Back in the 80’s, I remember when songs of the 60’s and early 70’s used to come on the radio and I used to say, “really, play something more current.”
They sounded old. Fast forward to today and all I play is old tunes. Actually 70 percent of the music I listen to is pre 1995. More specifically; 1980 to 1992.
It’s hard to believe that “Diary Of A Madman” is 36 years old.
Like the “Blizzard” album before it, “Diary” is a listening experience from start to end. And because of my addiction to the “Tribute” album, I was blown away by the depth of material on “Diary” that didn’t appear on the live album, like “Over The Mountain”, “SATO”, “You Can’t Kill Rock N Roll”, “Tonight” and the unbelievable title track.
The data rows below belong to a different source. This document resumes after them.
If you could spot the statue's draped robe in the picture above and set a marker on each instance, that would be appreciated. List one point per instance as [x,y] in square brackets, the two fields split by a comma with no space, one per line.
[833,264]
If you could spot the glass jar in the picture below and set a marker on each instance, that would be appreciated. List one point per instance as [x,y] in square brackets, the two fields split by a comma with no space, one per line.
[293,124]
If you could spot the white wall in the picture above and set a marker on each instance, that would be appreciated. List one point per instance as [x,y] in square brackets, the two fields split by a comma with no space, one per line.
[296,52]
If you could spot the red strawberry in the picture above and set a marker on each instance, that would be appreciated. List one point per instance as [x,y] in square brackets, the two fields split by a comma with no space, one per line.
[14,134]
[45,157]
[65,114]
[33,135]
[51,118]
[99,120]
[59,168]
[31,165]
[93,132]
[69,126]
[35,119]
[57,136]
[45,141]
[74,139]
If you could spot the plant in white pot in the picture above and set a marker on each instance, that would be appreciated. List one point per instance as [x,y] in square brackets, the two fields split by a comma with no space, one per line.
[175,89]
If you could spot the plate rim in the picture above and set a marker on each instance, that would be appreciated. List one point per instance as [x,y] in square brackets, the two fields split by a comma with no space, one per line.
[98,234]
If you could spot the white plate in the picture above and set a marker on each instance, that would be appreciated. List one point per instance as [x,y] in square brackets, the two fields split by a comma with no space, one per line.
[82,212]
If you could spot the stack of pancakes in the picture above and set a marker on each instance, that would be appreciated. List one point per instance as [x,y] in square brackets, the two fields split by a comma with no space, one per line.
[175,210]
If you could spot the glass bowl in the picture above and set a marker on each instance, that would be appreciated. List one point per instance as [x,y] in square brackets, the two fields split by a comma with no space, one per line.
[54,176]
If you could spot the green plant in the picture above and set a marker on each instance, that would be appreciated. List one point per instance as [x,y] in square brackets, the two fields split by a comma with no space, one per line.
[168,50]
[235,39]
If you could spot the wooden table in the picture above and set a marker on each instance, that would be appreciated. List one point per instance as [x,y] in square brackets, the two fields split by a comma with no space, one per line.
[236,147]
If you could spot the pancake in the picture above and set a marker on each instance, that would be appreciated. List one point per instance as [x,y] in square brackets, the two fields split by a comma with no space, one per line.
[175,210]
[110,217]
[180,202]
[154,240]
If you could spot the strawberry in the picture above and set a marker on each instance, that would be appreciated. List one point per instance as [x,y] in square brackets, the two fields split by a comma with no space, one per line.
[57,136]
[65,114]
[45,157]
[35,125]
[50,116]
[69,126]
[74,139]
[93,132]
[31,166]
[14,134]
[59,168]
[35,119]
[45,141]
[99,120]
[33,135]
To top it off, it clocks in at 43 minutes which meant back in the 80’s I could dub it one side of a 45 cassette tape and the other side I could devote to the “Blizzard” album. Those other 80s cassette dubbers will know how cool it was to dub.
Over The Mountain
The underrated drumming of Lee Kerslake kicks off the album, before Randy kicks in with the G#m pedal point riff. At a high level, the song is the evolution of RR covering Sabbath songs. The main riff is inspired by “Children Of The Grave”.
When it morphs into the instrumental interlude, the key moves to D#m and it’s a standard harmonic movement in baroque music. This time however, pull offs and hammer-ons are added to the 16th note pulse.
Did anyone pick up on the “Black Sabbath” riff used before the solo break?
The bridge is very Rush sounding, which is simple power chords played over a shimmering and ringing of the open E and B strings.
The melody is pop all the way.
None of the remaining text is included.